St. Marys Journal Argus
The inspiration for the cheeses may have come from the shadows of the Swiss Alps, where Hans and Jolanda Weber grew up before coming to Canada to establish a dairy farm and raise their two sons and a daughter in 1996. But when it came time to decide what to name the products and the brand name of a still-under-construction, on-farm dairy processing facility between Kirkton and St. Marys, at least some of the inspiration was definitely from the Webers’ adopted home community.
“The most aged cheese we’ll have is kind of like a Gruyere, and we’re calling it ‘Grand Trunk’,” explained Hans during a visit to the Kirkton Road farm earlier this week. Others — a similar hard cheese that will be aged six months instead of a full year; as well as a “semi-soft” and much milder option — will be named “Wild Creek” and “Homecoming.”
Late last week, it was announced by the Ontario Ministry of Agriculture, Food and Rural Affairs that the Webers, through their farm name Scenic Holsteins and targeted towards their St. Marys-inspired brand name Stonetown Artisan Cheese, will receive $146,260 in funding from the ministry’s Rural Economic Development Program. Scenic Holsteins was among 10 successful RED applicants from southwestern and midwestern Ontario outlined in the OMAFRA news release, and this follows up on a previous round of announced recipients from earlier this year.
“By providing economic development support at both the local and regional level, the Rural Economic Development program will help rural Ontario’s economy, and its communities, grow stronger,” stated OMAFRA Minister Jeff Leal, in the news release.
It’s clear from speaking with the Webers, however, that their main goal is simply to make good cheese.
Hans began thinking about making cheese from the milk of his family’s 170 cows several years ago, when their son Stefan first returned from studies at the University of Guelph and wanted to get involved in the business.
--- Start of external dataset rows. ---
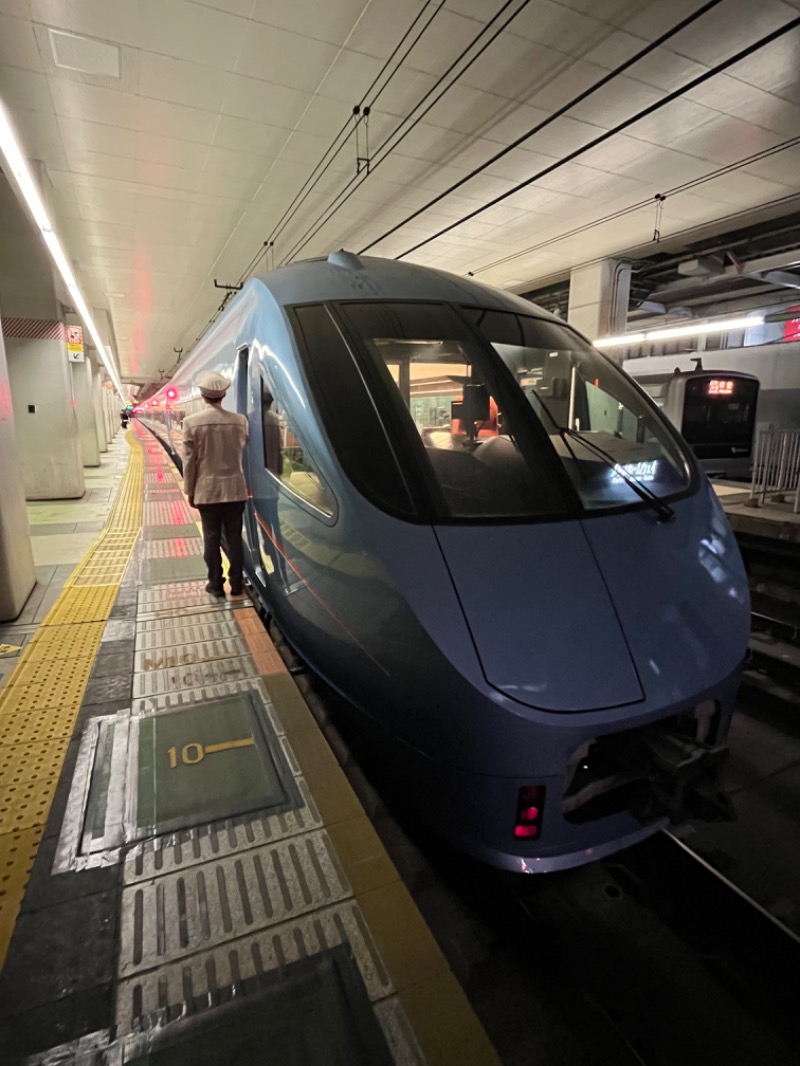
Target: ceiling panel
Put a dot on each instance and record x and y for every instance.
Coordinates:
(177, 172)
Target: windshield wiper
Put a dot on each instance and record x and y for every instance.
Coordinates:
(664, 511)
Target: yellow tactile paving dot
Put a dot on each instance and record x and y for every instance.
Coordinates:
(25, 806)
(17, 853)
(65, 677)
(31, 762)
(37, 712)
(61, 642)
(82, 604)
(34, 727)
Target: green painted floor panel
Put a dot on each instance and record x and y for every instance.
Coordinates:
(208, 762)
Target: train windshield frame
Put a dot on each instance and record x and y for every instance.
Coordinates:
(488, 441)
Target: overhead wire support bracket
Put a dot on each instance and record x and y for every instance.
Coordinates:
(362, 162)
(659, 198)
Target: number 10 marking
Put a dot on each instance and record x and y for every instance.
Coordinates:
(193, 753)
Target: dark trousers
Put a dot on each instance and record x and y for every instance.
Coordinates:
(219, 519)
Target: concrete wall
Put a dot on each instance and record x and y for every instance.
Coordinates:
(48, 438)
(17, 572)
(85, 409)
(102, 439)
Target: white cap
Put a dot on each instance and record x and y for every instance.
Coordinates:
(212, 386)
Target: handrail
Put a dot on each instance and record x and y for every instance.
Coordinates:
(777, 468)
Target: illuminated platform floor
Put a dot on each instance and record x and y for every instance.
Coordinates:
(189, 876)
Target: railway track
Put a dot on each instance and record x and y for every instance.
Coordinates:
(649, 958)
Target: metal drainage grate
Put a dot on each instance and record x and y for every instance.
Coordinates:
(177, 915)
(169, 632)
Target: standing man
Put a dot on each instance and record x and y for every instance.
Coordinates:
(213, 479)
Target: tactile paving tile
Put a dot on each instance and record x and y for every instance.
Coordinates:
(205, 975)
(65, 642)
(17, 853)
(168, 632)
(26, 805)
(193, 676)
(187, 655)
(32, 698)
(32, 762)
(179, 914)
(82, 604)
(154, 858)
(65, 676)
(177, 548)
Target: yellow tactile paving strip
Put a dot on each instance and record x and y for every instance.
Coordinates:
(41, 700)
(440, 1013)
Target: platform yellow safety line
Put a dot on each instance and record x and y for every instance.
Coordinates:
(40, 703)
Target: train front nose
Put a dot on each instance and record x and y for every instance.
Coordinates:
(544, 627)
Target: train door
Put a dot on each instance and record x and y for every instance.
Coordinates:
(243, 407)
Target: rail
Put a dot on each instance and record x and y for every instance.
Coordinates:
(777, 468)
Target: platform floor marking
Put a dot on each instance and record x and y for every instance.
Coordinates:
(40, 704)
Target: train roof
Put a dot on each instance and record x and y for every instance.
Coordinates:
(658, 376)
(344, 275)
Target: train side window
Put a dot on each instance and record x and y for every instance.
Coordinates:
(286, 457)
(354, 429)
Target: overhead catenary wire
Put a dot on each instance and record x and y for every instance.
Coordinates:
(348, 129)
(693, 83)
(641, 205)
(357, 180)
(550, 118)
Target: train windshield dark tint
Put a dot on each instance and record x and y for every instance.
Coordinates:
(448, 386)
(602, 429)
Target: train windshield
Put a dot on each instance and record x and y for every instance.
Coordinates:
(609, 439)
(506, 406)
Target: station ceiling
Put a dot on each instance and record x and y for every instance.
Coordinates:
(188, 141)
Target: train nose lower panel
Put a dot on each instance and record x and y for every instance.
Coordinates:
(544, 627)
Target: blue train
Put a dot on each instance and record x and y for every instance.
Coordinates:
(488, 538)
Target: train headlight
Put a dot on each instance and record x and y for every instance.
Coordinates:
(529, 811)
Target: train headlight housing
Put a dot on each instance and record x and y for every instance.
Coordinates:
(529, 811)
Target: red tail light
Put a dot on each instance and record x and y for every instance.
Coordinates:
(529, 811)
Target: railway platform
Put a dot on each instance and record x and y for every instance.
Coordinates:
(186, 873)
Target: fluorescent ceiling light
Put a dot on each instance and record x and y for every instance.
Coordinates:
(671, 333)
(21, 174)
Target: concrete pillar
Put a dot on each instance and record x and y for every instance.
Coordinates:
(17, 571)
(102, 439)
(44, 410)
(598, 297)
(111, 419)
(84, 406)
(35, 350)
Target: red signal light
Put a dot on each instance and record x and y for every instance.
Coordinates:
(529, 811)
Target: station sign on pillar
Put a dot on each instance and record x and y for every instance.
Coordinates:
(598, 299)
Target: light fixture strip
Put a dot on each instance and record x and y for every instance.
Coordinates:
(21, 174)
(671, 333)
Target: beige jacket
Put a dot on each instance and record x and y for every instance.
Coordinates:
(213, 440)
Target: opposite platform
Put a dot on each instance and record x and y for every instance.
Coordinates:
(206, 883)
Their other son, Roland, has since also joined the operation.
The idea sat on the back burner for a while, but the Webers were still keen observers as the Dairy Farmers of Ontario (DFO), which administers the supply of milk to processors throughout the province, gradually began opening up avenues for small-scale start-ups to serve what the organization perceived as growing niche markets in the cheese and dairy sector.
The Webers saw the same trend. And, eventually, with a set of regulations in place that included exemptions from the potentially costly requirement of purchasing industrial-scale “plant quota” for processing, they decided to take the plunge.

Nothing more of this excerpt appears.